AnimeGamer: Infinite Anime Life Simulation with Next Game State Prediction

1. ARC Lab, Tencent PCG
2. City University of Hong Kong

Infinite Anime Life Simulation of Qiqi

Infinite Anime Life Simulation of Sosuke

Abstract

Recent advancements in image and video synthesis have opened up new promise in generative games. One particularly intriguing application is transforming characters from anime films into interactive, playable entities. This allows players to immerse themselves in the dynamic anime world as their favorite characters for life simulation through language instructions. Such games are defined as "infinite game'' since they eliminate predetermined boundaries and fixed gameplay rules, where players can interact with the game world through open-ended language and experience ever-evolving storylines and environments.
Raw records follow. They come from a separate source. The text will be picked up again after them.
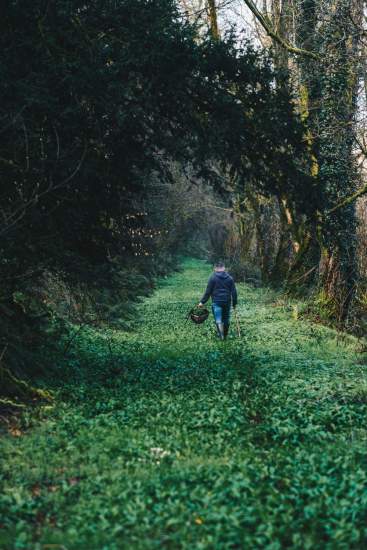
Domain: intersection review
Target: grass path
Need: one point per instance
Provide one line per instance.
(167, 438)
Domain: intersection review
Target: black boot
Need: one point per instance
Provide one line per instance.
(220, 330)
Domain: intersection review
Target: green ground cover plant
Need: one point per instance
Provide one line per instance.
(165, 437)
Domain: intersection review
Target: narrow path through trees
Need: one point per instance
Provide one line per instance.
(167, 438)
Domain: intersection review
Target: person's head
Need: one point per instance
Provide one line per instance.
(219, 266)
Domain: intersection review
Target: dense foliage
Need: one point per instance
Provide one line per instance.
(170, 439)
(99, 102)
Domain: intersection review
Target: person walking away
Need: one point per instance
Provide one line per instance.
(222, 290)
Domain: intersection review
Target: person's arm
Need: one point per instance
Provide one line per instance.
(234, 294)
(209, 290)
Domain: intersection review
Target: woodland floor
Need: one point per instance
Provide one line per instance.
(167, 438)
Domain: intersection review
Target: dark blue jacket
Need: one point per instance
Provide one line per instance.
(221, 288)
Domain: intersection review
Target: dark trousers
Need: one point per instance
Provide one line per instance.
(222, 313)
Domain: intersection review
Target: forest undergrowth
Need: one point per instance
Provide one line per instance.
(165, 437)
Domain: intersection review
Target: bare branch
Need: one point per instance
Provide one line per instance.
(267, 26)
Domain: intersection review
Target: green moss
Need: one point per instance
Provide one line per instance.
(166, 437)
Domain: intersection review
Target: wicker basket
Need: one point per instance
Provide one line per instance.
(198, 315)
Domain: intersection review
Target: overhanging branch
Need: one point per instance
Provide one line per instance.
(348, 200)
(263, 20)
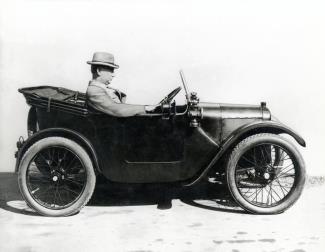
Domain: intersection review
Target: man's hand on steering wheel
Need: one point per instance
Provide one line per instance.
(152, 109)
(170, 96)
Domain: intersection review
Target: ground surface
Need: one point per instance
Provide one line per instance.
(131, 220)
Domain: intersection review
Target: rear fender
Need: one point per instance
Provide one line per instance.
(243, 132)
(71, 134)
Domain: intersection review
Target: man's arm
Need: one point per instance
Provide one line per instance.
(100, 100)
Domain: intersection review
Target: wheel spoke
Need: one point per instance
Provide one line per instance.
(270, 176)
(57, 181)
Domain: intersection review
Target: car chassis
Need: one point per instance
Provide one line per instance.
(69, 144)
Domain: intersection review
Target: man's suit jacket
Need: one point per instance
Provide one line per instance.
(110, 101)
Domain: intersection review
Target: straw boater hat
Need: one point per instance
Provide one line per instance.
(103, 59)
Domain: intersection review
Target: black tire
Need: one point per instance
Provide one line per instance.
(254, 168)
(64, 184)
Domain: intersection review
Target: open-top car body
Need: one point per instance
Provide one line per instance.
(69, 144)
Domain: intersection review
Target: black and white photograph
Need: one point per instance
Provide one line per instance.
(153, 126)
Recently, a pioneering approach for infinite anime life simulation employs large language models (LLMs) to translate multi-turn text dialogues into language instructions for image generation. However, it neglects historical visual context, leading to inconsistent gameplay. Furthermore, it only generates static images, failing to incorporate the dynamics necessary for an engaging gaming experience. In this work, we propose AnimeGamer, which is built upon Multimodal Large Language Models (MLLMs) to generate each game state, including dynamic animation shots that depict character movements and updates to character states. We introduce novel action-aware multimodal representations to represent animation shots, which can be decoded into high-quality video clips using a video diffusion model. By taking historical animation shot representations as context and predicting subsequent representations, AnimeGamer can generate games with contextual consistency and satisfactory dynamics. Extensive evaluations using both automated metrics and human evaluations demonstrate that AnimeGamer outperforms existing methods in various aspects of the gaming experience.

Method

Overview of our AnimeGamer. The training process consists of three phases: (a) We model animation shots using action-aware multimodal representations through an encoder and train a diffusion-based decoder to reconstruct videos, with the additional input of motion scope that indicates action intensity. (b) We train an MLLM to predict the next game state representations by taking the history instructions and game state representations as input. (c) We further enhance the quality of decoded animation shots from the MLLM via an adaptation phase, where the decoder is fine-tuned by taking MLLM's predictions as input.

Architecture of animation shot encoder and decoder. The action-aware multimodal representation integrates visual features of the first frame with textual features of action description, and serve as the input to the modulation module of the decoder. Additional motion scope indicating action intensity is injected using a condition module.